In 2001, a partnership led by Speyer bought out the other owners, including members of the Rockefeller family, for $1.85 billion. The sale marked the end of the Rockefellers’ involvement with the property.

1913: Hammerstein buys site for opera house

In March 1913, Oscar Hammerstein, grandfather of the great Broadway songwriter of the same name, purchased a former hospital property on Lexington Avenue and 51st Street to build a venue to compete with the Metropolitan Opera House.

The theater was not Hammerstein’s first challenge to the Metropolitan. In 1906, he had opened the Manhattan Opera House on 34th Street as an affordable alternative to the leading venue. Within four years, the Met paid him $1.2 million to stop showing opera for 10 years. In 1997, Manhattan Center Studios, which leases the space from the Unification Church, renovated the theater and renamed it the Hammerstein Ballroom in his honor.

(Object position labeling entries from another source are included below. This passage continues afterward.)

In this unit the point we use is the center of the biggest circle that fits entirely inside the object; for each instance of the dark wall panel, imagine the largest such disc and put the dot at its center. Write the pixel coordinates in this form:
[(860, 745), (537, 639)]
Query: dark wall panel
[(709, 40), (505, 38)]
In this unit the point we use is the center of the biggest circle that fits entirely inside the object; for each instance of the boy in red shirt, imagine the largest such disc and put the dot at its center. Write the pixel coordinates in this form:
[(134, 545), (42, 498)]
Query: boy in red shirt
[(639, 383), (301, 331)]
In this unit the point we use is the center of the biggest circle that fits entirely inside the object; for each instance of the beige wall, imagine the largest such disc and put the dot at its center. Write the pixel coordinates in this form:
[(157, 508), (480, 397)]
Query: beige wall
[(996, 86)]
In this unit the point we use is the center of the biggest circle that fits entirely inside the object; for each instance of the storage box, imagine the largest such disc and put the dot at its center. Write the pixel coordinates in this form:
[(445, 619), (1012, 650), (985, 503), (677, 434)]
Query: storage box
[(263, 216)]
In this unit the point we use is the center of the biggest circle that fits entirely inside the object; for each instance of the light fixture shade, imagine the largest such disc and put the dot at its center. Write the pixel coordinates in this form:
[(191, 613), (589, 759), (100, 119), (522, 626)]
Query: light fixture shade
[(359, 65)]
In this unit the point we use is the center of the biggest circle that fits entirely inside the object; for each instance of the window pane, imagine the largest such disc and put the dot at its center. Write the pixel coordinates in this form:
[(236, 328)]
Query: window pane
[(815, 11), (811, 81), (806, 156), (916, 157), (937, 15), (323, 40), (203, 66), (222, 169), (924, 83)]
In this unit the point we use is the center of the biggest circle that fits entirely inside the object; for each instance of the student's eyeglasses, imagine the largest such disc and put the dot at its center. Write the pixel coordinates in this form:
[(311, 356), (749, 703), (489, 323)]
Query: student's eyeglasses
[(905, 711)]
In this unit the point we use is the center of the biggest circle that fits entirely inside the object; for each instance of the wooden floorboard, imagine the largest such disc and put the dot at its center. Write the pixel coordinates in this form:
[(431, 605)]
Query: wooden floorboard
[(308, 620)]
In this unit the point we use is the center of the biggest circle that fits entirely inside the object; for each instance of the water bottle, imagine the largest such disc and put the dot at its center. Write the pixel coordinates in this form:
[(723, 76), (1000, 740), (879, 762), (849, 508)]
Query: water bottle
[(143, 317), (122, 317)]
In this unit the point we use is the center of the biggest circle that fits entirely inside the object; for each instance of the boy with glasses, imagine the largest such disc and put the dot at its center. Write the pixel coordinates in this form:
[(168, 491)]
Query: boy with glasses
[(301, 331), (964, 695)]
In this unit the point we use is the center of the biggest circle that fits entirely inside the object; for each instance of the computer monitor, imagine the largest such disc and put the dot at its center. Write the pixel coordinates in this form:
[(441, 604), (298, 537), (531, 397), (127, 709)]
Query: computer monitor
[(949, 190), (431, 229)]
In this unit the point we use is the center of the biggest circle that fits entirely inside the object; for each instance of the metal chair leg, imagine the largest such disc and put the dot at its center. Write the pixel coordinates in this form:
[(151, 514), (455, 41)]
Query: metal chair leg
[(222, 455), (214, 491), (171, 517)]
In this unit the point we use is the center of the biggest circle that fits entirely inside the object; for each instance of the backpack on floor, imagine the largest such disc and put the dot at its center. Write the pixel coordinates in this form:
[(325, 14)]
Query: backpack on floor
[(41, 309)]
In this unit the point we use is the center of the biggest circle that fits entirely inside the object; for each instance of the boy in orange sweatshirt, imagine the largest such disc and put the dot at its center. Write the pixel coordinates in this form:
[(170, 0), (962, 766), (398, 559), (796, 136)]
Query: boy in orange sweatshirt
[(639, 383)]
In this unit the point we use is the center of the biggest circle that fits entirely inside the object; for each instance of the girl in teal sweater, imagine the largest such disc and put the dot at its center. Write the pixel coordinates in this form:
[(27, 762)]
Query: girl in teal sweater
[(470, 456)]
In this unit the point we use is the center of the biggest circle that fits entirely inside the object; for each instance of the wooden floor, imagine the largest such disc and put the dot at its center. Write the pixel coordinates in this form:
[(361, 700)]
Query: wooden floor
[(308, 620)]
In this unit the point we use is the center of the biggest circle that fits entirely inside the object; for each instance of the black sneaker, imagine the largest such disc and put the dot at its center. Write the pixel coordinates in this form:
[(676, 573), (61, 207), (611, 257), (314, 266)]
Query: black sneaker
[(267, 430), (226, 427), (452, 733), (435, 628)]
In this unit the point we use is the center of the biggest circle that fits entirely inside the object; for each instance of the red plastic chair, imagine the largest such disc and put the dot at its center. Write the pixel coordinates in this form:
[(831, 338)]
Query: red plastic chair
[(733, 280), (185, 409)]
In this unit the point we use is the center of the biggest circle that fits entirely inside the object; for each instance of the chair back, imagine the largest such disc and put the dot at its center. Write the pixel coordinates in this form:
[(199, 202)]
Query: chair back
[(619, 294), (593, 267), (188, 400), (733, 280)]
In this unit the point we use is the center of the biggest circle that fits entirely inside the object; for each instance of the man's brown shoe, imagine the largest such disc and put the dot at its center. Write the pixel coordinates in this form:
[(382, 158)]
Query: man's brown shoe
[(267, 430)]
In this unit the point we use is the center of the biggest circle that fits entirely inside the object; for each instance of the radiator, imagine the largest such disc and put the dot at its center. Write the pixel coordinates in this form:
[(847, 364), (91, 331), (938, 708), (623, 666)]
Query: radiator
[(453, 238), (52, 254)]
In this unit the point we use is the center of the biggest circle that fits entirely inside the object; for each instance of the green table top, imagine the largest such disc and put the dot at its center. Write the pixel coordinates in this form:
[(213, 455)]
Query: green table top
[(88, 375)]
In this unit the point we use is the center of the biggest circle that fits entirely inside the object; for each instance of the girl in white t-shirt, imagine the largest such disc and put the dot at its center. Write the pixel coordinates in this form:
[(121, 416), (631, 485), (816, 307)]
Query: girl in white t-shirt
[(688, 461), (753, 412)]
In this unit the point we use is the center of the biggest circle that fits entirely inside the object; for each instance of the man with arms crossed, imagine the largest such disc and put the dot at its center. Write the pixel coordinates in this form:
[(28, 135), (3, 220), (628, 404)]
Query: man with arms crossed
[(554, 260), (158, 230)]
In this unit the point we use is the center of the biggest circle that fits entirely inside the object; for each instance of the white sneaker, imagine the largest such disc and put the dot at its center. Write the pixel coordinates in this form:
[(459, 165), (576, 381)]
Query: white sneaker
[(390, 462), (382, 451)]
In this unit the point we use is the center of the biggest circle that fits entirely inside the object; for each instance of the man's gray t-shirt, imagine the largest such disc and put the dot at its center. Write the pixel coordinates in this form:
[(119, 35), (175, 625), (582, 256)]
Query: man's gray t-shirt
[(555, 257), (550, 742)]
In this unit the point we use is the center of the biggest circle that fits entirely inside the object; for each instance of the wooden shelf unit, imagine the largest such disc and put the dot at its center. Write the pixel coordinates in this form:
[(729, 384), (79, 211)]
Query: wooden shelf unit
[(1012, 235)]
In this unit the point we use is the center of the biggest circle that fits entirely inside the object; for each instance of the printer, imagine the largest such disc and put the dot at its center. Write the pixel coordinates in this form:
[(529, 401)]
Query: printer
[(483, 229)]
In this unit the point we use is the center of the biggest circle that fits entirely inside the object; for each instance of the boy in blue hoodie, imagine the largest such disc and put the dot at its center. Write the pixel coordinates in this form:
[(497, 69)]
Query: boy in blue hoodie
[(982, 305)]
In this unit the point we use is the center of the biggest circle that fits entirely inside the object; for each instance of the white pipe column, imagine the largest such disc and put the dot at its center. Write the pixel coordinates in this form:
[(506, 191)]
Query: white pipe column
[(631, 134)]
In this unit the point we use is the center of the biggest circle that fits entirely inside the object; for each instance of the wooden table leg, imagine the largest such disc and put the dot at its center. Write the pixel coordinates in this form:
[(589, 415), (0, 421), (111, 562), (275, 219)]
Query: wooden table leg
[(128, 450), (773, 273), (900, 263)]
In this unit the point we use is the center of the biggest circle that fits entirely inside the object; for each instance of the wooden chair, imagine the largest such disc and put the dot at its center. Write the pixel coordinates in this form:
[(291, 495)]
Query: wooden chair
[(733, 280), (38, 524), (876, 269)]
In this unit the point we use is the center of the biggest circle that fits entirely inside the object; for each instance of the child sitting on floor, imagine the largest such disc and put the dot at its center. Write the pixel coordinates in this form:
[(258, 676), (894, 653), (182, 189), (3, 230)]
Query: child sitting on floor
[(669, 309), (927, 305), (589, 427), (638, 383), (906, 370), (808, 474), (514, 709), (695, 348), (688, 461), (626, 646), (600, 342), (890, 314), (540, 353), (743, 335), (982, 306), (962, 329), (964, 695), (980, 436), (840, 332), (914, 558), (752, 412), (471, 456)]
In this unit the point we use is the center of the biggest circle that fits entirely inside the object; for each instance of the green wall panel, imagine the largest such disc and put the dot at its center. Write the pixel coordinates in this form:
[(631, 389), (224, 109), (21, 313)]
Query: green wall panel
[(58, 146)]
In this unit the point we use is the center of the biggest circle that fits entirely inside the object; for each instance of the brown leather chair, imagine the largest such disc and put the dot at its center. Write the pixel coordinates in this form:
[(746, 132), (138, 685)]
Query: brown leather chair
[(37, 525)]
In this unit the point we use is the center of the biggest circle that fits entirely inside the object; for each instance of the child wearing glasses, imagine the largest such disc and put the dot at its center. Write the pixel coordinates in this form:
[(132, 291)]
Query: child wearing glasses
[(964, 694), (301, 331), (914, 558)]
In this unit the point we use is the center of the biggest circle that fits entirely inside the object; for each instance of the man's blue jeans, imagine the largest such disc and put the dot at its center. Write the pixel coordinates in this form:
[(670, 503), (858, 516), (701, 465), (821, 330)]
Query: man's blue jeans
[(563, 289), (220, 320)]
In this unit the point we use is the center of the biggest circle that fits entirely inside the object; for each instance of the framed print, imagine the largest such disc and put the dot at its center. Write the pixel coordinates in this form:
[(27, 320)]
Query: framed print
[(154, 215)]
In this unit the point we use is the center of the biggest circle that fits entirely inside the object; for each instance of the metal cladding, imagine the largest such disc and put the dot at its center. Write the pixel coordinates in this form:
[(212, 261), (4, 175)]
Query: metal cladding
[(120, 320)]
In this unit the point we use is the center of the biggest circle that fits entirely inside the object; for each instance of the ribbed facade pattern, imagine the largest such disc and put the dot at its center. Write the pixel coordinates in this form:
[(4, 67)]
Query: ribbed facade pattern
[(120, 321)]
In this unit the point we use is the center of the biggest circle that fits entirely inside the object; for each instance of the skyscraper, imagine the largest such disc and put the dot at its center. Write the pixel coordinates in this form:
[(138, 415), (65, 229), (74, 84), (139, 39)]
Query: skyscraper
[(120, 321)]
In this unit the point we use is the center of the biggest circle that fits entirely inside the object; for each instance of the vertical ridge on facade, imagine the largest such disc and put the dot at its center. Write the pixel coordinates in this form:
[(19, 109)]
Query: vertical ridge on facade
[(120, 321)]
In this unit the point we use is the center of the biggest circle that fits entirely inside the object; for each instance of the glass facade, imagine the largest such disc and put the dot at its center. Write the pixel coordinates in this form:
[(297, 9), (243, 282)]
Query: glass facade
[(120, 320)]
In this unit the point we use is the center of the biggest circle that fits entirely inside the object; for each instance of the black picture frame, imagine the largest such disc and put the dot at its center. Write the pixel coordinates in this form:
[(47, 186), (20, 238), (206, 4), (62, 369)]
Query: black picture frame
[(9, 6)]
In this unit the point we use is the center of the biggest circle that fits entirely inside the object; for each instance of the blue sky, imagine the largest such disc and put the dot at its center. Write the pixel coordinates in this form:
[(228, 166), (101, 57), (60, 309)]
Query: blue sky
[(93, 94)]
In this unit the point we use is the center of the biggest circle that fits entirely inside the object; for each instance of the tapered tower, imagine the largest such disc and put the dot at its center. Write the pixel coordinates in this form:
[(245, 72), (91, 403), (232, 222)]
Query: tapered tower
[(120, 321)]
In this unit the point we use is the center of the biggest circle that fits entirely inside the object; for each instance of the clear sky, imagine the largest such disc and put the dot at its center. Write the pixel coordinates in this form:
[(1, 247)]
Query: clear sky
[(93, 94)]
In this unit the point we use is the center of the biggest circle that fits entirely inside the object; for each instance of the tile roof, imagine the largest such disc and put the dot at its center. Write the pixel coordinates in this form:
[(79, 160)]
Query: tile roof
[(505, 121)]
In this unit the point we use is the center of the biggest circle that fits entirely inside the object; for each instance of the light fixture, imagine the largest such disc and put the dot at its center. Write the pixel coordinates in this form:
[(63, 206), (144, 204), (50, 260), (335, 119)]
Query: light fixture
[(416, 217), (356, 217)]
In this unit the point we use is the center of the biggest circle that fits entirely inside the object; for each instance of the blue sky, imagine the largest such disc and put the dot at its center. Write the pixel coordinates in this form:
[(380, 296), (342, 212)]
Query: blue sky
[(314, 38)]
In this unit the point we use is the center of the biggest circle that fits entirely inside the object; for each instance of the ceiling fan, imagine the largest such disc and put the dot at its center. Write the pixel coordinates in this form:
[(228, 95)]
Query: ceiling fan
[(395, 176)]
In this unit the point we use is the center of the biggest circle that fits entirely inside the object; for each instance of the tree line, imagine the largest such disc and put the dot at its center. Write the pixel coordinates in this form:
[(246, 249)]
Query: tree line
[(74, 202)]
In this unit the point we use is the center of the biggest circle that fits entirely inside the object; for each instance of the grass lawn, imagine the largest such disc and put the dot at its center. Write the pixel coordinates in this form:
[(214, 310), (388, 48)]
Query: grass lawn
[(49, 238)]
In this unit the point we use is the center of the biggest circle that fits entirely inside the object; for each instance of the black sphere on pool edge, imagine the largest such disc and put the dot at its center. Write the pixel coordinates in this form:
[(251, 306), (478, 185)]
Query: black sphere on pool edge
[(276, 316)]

Hammerstein, a cigar manufacturer and successful theater impresario, opened the Lexington Avenue Opera House in 1914, but the venue quickly ran into financial trouble. His investment in this second theater totaled as much as $1.5 million, the New York Times reported, but by 1918, creditors had moved to foreclose on a $450,000 mortgage made by Hammerstein Opera Co. and others, and sell the building. He died the next year at age 72.

The opera house was purchased by Loew’s Theaters, which produced vaudeville shows and later ran movies. Loew’s Theaters was acquired by Laurence Tisch in 1960. The theater was demolished that year and replaced by the Summit Hotel, now known as the Doubletree Metropolitan Hotel.